Even before Raiffeisen's times there had been a remarkable development in cooperative thought and experiments. Contrary to the widespread myth (maintained by the German cooperative federations) cooperatives are in fact very old. In any case, Raiffeisen and SchulzeDelitzsch were certainly not the first to come up with the idea. They and their organizations entered a world of already existing cooperatives. I dealt briefly with the origins of the cooperative concept and practice some time ago (see Kaltenborn 2016: passim). Now I would like to concern myself with just some early examples from rural Germany – the world in which Raiffeisen was active.

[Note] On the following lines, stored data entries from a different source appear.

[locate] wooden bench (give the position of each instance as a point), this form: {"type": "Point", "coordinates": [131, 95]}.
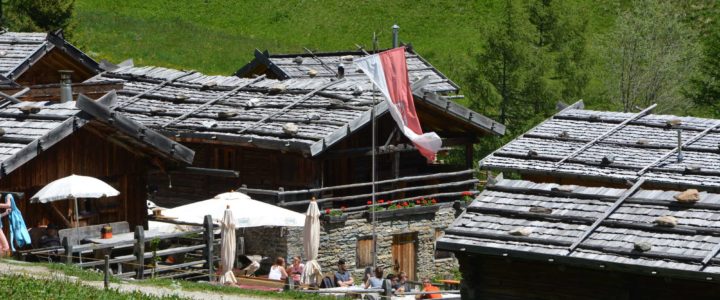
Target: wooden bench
{"type": "Point", "coordinates": [77, 235]}
{"type": "Point", "coordinates": [259, 282]}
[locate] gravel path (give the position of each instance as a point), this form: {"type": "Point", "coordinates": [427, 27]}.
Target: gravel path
{"type": "Point", "coordinates": [38, 271]}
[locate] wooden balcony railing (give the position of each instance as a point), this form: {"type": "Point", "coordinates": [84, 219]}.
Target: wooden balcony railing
{"type": "Point", "coordinates": [436, 185]}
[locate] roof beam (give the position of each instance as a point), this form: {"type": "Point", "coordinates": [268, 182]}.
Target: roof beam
{"type": "Point", "coordinates": [213, 101]}
{"type": "Point", "coordinates": [319, 60]}
{"type": "Point", "coordinates": [132, 129]}
{"type": "Point", "coordinates": [607, 213]}
{"type": "Point", "coordinates": [673, 151]}
{"type": "Point", "coordinates": [289, 106]}
{"type": "Point", "coordinates": [137, 97]}
{"type": "Point", "coordinates": [634, 117]}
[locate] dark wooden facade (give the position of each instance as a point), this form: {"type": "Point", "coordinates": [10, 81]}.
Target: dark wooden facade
{"type": "Point", "coordinates": [239, 124]}
{"type": "Point", "coordinates": [33, 58]}
{"type": "Point", "coordinates": [89, 154]}
{"type": "Point", "coordinates": [44, 141]}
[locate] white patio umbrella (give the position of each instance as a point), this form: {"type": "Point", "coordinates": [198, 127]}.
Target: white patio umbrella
{"type": "Point", "coordinates": [311, 243]}
{"type": "Point", "coordinates": [73, 187]}
{"type": "Point", "coordinates": [227, 248]}
{"type": "Point", "coordinates": [247, 212]}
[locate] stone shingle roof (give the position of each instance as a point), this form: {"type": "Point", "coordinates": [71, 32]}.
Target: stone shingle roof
{"type": "Point", "coordinates": [556, 217]}
{"type": "Point", "coordinates": [256, 111]}
{"type": "Point", "coordinates": [598, 146]}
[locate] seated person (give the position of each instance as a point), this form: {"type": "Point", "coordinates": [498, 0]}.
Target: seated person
{"type": "Point", "coordinates": [402, 284]}
{"type": "Point", "coordinates": [277, 270]}
{"type": "Point", "coordinates": [342, 276]}
{"type": "Point", "coordinates": [295, 270]}
{"type": "Point", "coordinates": [376, 281]}
{"type": "Point", "coordinates": [51, 237]}
{"type": "Point", "coordinates": [393, 281]}
{"type": "Point", "coordinates": [428, 287]}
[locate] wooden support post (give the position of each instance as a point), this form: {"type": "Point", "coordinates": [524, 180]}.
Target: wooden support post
{"type": "Point", "coordinates": [68, 250]}
{"type": "Point", "coordinates": [208, 251]}
{"type": "Point", "coordinates": [139, 252]}
{"type": "Point", "coordinates": [387, 289]}
{"type": "Point", "coordinates": [281, 197]}
{"type": "Point", "coordinates": [469, 149]}
{"type": "Point", "coordinates": [288, 286]}
{"type": "Point", "coordinates": [106, 277]}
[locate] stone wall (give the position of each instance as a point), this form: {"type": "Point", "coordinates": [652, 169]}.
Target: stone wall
{"type": "Point", "coordinates": [340, 241]}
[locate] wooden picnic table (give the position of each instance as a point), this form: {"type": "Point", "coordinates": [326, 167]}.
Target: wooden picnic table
{"type": "Point", "coordinates": [128, 237]}
{"type": "Point", "coordinates": [451, 284]}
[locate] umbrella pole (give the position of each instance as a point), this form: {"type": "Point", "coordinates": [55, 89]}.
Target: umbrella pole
{"type": "Point", "coordinates": [77, 214]}
{"type": "Point", "coordinates": [374, 129]}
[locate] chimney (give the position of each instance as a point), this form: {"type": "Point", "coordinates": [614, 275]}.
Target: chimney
{"type": "Point", "coordinates": [396, 30]}
{"type": "Point", "coordinates": [341, 71]}
{"type": "Point", "coordinates": [65, 85]}
{"type": "Point", "coordinates": [680, 157]}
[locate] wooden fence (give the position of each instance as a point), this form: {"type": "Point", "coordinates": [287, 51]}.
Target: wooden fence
{"type": "Point", "coordinates": [143, 261]}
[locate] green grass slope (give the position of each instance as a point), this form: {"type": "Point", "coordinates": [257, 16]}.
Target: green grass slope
{"type": "Point", "coordinates": [218, 36]}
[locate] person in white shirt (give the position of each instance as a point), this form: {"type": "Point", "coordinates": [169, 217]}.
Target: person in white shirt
{"type": "Point", "coordinates": [277, 271]}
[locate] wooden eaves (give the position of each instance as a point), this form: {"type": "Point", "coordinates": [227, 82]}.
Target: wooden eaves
{"type": "Point", "coordinates": [54, 41]}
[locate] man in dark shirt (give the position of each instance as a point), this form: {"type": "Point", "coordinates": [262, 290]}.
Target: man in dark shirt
{"type": "Point", "coordinates": [342, 276]}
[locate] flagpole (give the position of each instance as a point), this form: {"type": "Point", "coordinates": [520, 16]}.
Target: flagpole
{"type": "Point", "coordinates": [374, 208]}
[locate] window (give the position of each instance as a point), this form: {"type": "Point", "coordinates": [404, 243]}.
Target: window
{"type": "Point", "coordinates": [224, 158]}
{"type": "Point", "coordinates": [364, 252]}
{"type": "Point", "coordinates": [438, 253]}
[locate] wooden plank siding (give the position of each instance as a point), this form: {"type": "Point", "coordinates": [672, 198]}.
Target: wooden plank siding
{"type": "Point", "coordinates": [404, 254]}
{"type": "Point", "coordinates": [83, 153]}
{"type": "Point", "coordinates": [364, 252]}
{"type": "Point", "coordinates": [258, 168]}
{"type": "Point", "coordinates": [46, 69]}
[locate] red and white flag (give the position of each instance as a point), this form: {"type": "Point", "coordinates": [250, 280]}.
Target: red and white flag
{"type": "Point", "coordinates": [388, 71]}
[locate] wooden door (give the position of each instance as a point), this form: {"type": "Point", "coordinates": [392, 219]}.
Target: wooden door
{"type": "Point", "coordinates": [404, 255]}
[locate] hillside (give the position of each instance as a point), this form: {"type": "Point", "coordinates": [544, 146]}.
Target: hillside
{"type": "Point", "coordinates": [218, 37]}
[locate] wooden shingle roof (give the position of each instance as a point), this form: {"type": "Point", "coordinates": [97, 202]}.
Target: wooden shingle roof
{"type": "Point", "coordinates": [614, 147]}
{"type": "Point", "coordinates": [325, 64]}
{"type": "Point", "coordinates": [20, 50]}
{"type": "Point", "coordinates": [30, 127]}
{"type": "Point", "coordinates": [256, 112]}
{"type": "Point", "coordinates": [557, 225]}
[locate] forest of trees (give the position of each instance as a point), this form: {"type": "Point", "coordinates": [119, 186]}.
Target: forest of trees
{"type": "Point", "coordinates": [664, 52]}
{"type": "Point", "coordinates": [536, 53]}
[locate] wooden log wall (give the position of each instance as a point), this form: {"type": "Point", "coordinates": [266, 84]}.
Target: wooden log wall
{"type": "Point", "coordinates": [83, 153]}
{"type": "Point", "coordinates": [258, 168]}
{"type": "Point", "coordinates": [487, 277]}
{"type": "Point", "coordinates": [46, 69]}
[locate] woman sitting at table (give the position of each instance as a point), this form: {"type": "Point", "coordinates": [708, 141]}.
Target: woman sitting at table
{"type": "Point", "coordinates": [277, 270]}
{"type": "Point", "coordinates": [375, 282]}
{"type": "Point", "coordinates": [295, 270]}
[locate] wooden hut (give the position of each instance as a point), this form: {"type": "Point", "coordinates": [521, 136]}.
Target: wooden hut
{"type": "Point", "coordinates": [329, 64]}
{"type": "Point", "coordinates": [33, 58]}
{"type": "Point", "coordinates": [614, 206]}
{"type": "Point", "coordinates": [42, 141]}
{"type": "Point", "coordinates": [294, 138]}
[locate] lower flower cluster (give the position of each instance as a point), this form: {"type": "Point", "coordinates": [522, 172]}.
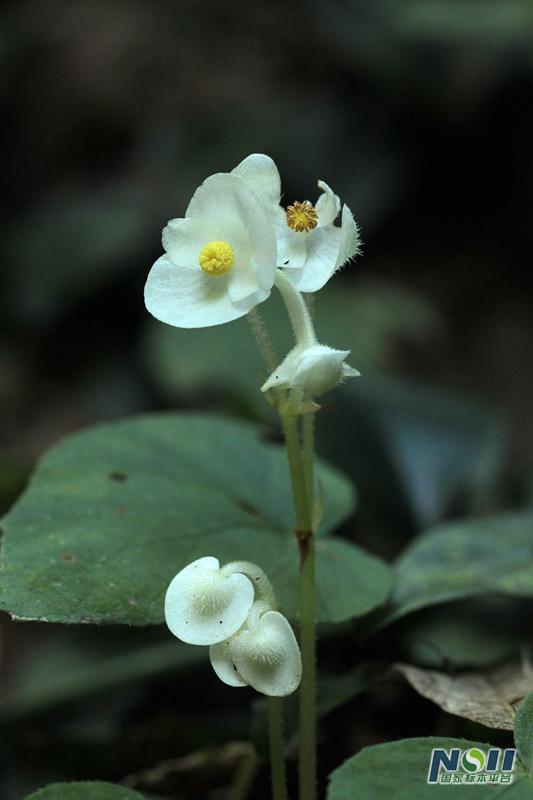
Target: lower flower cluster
{"type": "Point", "coordinates": [232, 609]}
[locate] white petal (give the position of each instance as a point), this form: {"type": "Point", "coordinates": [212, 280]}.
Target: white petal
{"type": "Point", "coordinates": [268, 657]}
{"type": "Point", "coordinates": [184, 238]}
{"type": "Point", "coordinates": [202, 606]}
{"type": "Point", "coordinates": [327, 206]}
{"type": "Point", "coordinates": [223, 200]}
{"type": "Point", "coordinates": [292, 250]}
{"type": "Point", "coordinates": [222, 663]}
{"type": "Point", "coordinates": [189, 298]}
{"type": "Point", "coordinates": [327, 250]}
{"type": "Point", "coordinates": [261, 175]}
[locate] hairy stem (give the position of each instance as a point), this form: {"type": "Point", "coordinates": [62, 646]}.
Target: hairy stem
{"type": "Point", "coordinates": [301, 469]}
{"type": "Point", "coordinates": [277, 764]}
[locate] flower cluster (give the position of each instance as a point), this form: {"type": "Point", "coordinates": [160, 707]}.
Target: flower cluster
{"type": "Point", "coordinates": [232, 610]}
{"type": "Point", "coordinates": [235, 243]}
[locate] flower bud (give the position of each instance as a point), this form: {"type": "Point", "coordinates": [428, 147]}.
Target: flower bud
{"type": "Point", "coordinates": [314, 370]}
{"type": "Point", "coordinates": [205, 605]}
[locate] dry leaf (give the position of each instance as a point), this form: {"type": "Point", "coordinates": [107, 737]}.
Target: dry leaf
{"type": "Point", "coordinates": [489, 698]}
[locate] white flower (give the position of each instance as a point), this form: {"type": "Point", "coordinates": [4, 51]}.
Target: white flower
{"type": "Point", "coordinates": [315, 370]}
{"type": "Point", "coordinates": [310, 246]}
{"type": "Point", "coordinates": [220, 258]}
{"type": "Point", "coordinates": [205, 604]}
{"type": "Point", "coordinates": [264, 654]}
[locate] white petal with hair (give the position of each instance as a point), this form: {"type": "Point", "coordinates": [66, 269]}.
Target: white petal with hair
{"type": "Point", "coordinates": [225, 210]}
{"type": "Point", "coordinates": [266, 654]}
{"type": "Point", "coordinates": [310, 258]}
{"type": "Point", "coordinates": [205, 606]}
{"type": "Point", "coordinates": [223, 664]}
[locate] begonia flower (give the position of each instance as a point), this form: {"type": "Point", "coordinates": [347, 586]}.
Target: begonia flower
{"type": "Point", "coordinates": [310, 247]}
{"type": "Point", "coordinates": [263, 654]}
{"type": "Point", "coordinates": [205, 605]}
{"type": "Point", "coordinates": [219, 259]}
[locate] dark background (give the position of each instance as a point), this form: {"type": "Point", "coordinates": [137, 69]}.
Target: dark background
{"type": "Point", "coordinates": [418, 113]}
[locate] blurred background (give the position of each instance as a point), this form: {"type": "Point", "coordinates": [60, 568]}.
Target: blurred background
{"type": "Point", "coordinates": [419, 114]}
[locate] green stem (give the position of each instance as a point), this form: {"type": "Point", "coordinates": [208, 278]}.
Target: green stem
{"type": "Point", "coordinates": [277, 764]}
{"type": "Point", "coordinates": [308, 454]}
{"type": "Point", "coordinates": [244, 776]}
{"type": "Point", "coordinates": [299, 315]}
{"type": "Point", "coordinates": [301, 469]}
{"type": "Point", "coordinates": [262, 337]}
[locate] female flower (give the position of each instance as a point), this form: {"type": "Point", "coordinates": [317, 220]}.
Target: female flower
{"type": "Point", "coordinates": [233, 610]}
{"type": "Point", "coordinates": [205, 604]}
{"type": "Point", "coordinates": [264, 654]}
{"type": "Point", "coordinates": [219, 259]}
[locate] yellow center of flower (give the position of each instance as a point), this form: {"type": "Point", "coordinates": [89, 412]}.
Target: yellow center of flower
{"type": "Point", "coordinates": [301, 217]}
{"type": "Point", "coordinates": [216, 258]}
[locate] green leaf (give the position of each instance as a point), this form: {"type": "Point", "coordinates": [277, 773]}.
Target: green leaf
{"type": "Point", "coordinates": [412, 450]}
{"type": "Point", "coordinates": [115, 511]}
{"type": "Point", "coordinates": [55, 682]}
{"type": "Point", "coordinates": [333, 690]}
{"type": "Point", "coordinates": [465, 559]}
{"type": "Point", "coordinates": [86, 790]}
{"type": "Point", "coordinates": [399, 770]}
{"type": "Point", "coordinates": [523, 732]}
{"type": "Point", "coordinates": [468, 634]}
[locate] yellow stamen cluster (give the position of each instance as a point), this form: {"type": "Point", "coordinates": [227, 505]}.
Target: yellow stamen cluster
{"type": "Point", "coordinates": [301, 217]}
{"type": "Point", "coordinates": [216, 258]}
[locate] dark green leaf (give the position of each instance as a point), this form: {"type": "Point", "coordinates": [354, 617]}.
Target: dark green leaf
{"type": "Point", "coordinates": [465, 559]}
{"type": "Point", "coordinates": [399, 770]}
{"type": "Point", "coordinates": [84, 791]}
{"type": "Point", "coordinates": [524, 733]}
{"type": "Point", "coordinates": [412, 450]}
{"type": "Point", "coordinates": [115, 511]}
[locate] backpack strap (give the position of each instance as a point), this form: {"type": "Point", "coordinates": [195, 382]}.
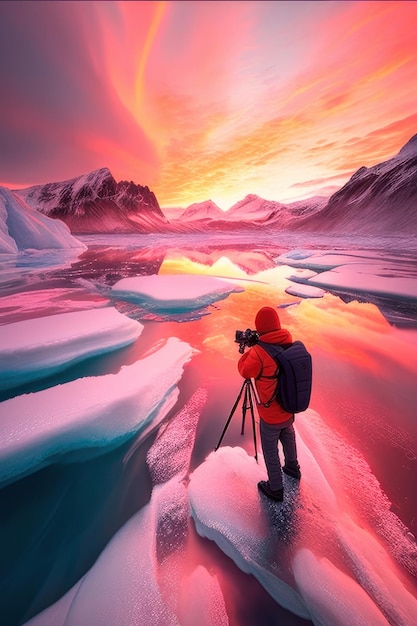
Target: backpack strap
{"type": "Point", "coordinates": [273, 350]}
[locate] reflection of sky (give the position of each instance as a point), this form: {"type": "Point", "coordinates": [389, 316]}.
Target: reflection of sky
{"type": "Point", "coordinates": [363, 438]}
{"type": "Point", "coordinates": [205, 99]}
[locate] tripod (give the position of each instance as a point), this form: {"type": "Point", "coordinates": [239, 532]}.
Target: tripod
{"type": "Point", "coordinates": [250, 394]}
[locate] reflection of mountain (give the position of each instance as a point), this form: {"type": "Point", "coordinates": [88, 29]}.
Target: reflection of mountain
{"type": "Point", "coordinates": [95, 203]}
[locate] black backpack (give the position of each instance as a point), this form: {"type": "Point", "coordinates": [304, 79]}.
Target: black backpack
{"type": "Point", "coordinates": [294, 377]}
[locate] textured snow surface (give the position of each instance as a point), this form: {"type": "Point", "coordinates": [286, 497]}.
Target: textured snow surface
{"type": "Point", "coordinates": [91, 414]}
{"type": "Point", "coordinates": [22, 227]}
{"type": "Point", "coordinates": [177, 292]}
{"type": "Point", "coordinates": [35, 348]}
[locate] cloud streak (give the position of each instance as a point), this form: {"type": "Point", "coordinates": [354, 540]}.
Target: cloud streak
{"type": "Point", "coordinates": [205, 99]}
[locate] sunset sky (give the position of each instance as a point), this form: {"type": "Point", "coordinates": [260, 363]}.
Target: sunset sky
{"type": "Point", "coordinates": [204, 100]}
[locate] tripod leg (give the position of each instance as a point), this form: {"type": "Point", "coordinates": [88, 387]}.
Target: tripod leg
{"type": "Point", "coordinates": [251, 395]}
{"type": "Point", "coordinates": [245, 406]}
{"type": "Point", "coordinates": [231, 414]}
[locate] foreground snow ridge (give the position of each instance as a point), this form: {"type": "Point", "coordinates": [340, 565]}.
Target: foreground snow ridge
{"type": "Point", "coordinates": [36, 348]}
{"type": "Point", "coordinates": [24, 228]}
{"type": "Point", "coordinates": [92, 414]}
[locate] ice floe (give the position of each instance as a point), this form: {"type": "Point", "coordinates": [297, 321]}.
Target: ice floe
{"type": "Point", "coordinates": [89, 414]}
{"type": "Point", "coordinates": [174, 292]}
{"type": "Point", "coordinates": [24, 228]}
{"type": "Point", "coordinates": [357, 273]}
{"type": "Point", "coordinates": [35, 348]}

At the end of the 18th century it was the task of Carl Gottlieb Svarez (sometimes also known as Suarez) to set up an agricultural credit system for the still young Prussian (previously Austrian) province of Silesia. The agricultural estates were overburdened with debt as a result of past wars and needed to be given the chance to restructure. His model, which was subsequently also introduced into other eastern Prussian provinces, envisaged cooperatively organised mortgage bond institutions whose membership comprised of the landowners. The cooperatives aimed to provide their members with loans secured by mortgages which were limited to a maximum of half of the value of their respective estates. In order to refinance these loans, the mortgages were traded by the cooperative at a guaranteed rate of interest. The cooperatives (in some cases the membership was compulsory) bore the title Rural Credit Union. None other than Max Weber researched these later (see Weber 1998: 333 et seq.; see also Wolf 1963: 434 et seq.).
At least two similar concepts are known from Bavaria. One of these, which had already been developed in 1823, envisaged the founding of a cooperative bank with the aim of unlocking the capital market for large landowners in return for collateral (Aretin 1823: passim). Some years later, a Bavarian veterinary surgeon named Ryss conceived the idea of a Livestock Insurance Credit Institute (Ryss 1831: passim). His idea (as Raiffeisen's later) was to help the poor farmers who were unable to actually buy their few head of livestock. Instead they fell prey to livestock traders who exploited their situation with a form of lease purchase. In order to prevent this, an institution was to be formed (one in each village) which insured and regularly examined the livestock of its members. This enabled the value of the animal to be ascertained and it could, as a result, be used as collateral for the purchase price which was loaned by the institute to the farmer. As the association would be run as a dependable business it could, in its role as a credit institute, amass sufficient deposits. The author would like to make clear that this business model also benefitted the livestock traders. This is because they would "prefer" to sell the livestock for ten or even thirty percent less than they would "on unsecured credit in which case they could lose more on one deal than they could gain in between two and six other deals because court fees, the loss of interest and suchlike cost a lot of money (Ryss 1831: 6).